Manufactured Homes

I was told to repost this here.

I'd like to start an open thread about manufactured homes.

If you have a house built for you in the USA, chances are it will be built by 1 white contractor + 20 Mexican day laborers. You hear horror stories about contractors finding beams nailed together with 15 nails, all bent and hammered down. Improper construction. Improper connections. All that.

So what's the alternative? I say the alternative is the manufactured home. The manufactured home has allowed the everyman to own his own sturdy dependable house since the 1950's. Modern manufactured homes are built to the same standards as regular homes, and are often even stronger.

Furthermore, the same house gets built dozens of times and any problems are ironed out and you end up with a very dependable structure.

>But manufactured homes have low resale value.

Yes, the same way manufactured Moissanite is far cheaper than Diamond, despite being almost as hard and having even greater fire, luster, and brilliance, all without involving african slave labor. If people want to spend more for Mexican built houses that probably won't last, that's their problem. I'll accept that manufactured homes have lower resale value but the benefits outweigh this.

Do any of you have experience with modern manufactured homes, either vintage or modern?

Should manufactured homes have the stigma attached to them that they do?

Are manufactured homes the key to moving out of mom & dads basement?

Wages in the USA have been stagnant since the 1970's. If people aren't making more money, then major necessities like housing need to become cheaper. The manufactured house can help address this.

Living in a glorified trailer puts a ceiling on the price no matter how nice it is.

>>Being so far past the point of shilling shitcoins...you start shilling your shitcompany.

Dear God....

I just couldn't bring myself to live in a McHouse.

Modern manufactured homes aren't trucked in as one or more trailers then stitched together.

Modern manufactured homes are built as sub assemblies, trucked to their destination, then assembled. You can build any size house this way. Multiple stories, garages, everything.

Manufactured home doesn't equal trailer anymore.

They sound great. Why not right. Would obviously need to customise a little so they didn't feel too plastic, but for a base... As long as they are saving me a huge chunk of cash I would go for it

Mexicans are modern day Amish i use to pump foundations and they take pride in building mcmansions

How fast and how much does it lose value over time? Ive seen prices from 30k to 80k. A lot cheaper then 200k for a house.

They are a nice alternative to traditional homes, especailly, in my opinion, for newer homeowners. But as you mentioned the low resale value is an instant turnoff to any serious buyer.
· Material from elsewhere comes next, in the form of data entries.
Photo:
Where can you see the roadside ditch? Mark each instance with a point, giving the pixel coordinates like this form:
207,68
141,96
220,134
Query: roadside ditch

All homeowners wish for a healthy return on their investment into their property and as of this moment, it's just not there.

I like them, though.

Your pic looks like a glorified trailer to me.

White Trash housing.

Manufactured homes depreciate far more quickly than site built homes and the people that buy them destroy them. After 1 or 2 years they get a "trailer smell" which only builds with time. Sure they are precision built and assembled by reliable machines but the materials themselves are typically substandard (low grade flooring, wall paneling, countertops, cabinetry and limited insulation.) Building a solid and attractive home is both a science and an art. Manufactured homes have a stigma for a reason. They are inferior to typical site built homes

My goal is to buy a few acres of land.
Ideally Id love to be able to build my own house.

Manufactured homes are trailers, there will never be a demand above lower-middle class.

Property investor here.

There's 3 problems with these homes.

>builders will try to charge you as much to assemble them as build them, as they still require footing, sewage and services to be installed and certified by licensed trades. So any initial savings are countered by quick depreciation.

>statutory planning authorities hate them and make the permit application a nightmare deliberately.

>to repair and maintain these is expensive and requires a specialist. Even if you can find someone to say wel the roof back down cheaply and sensibly you instantly void your warranty.

These cunts of things are only good for two uses. In dirty rat shit poor areas that niggers will rent your house to fuck in or as beach shacks miles from nowhere.

Further to this this homes usually have shithouse energy ratings and your bill will be double or triple a well built homes bills.

Whats best bang for buck and cheap for living on an acre of land?

How hard is it to build your own house?

If you want something that lasts build with a rebar reinforced concrete frame.

This.

Cement and steel is indestructible and fireproof.

Prefab homes are nasty pieces of shit that come apart in storms and dismember your neighbours kids and pets

living in brand new reinforced concrete downtown apartment buildings are where it's at. nothing more solid, noiseproof. i'm talking less then 5 years old, and at least 25 floors.

I moved to the Pacific Northwest. All the house here are built out of MDF. Every house has creaky floors and god forbid you live in an apartment you hear ever footstep off your upstairs neighbors followed by loud squeaks.
They tell me that is because of earthquakes. It's literal shit housing even compared to places like the Phillipines or Thailand.

Moved from an area that has at worse Cinder Block and rebar.

I like it. Thanks man, I'm stealing this idea.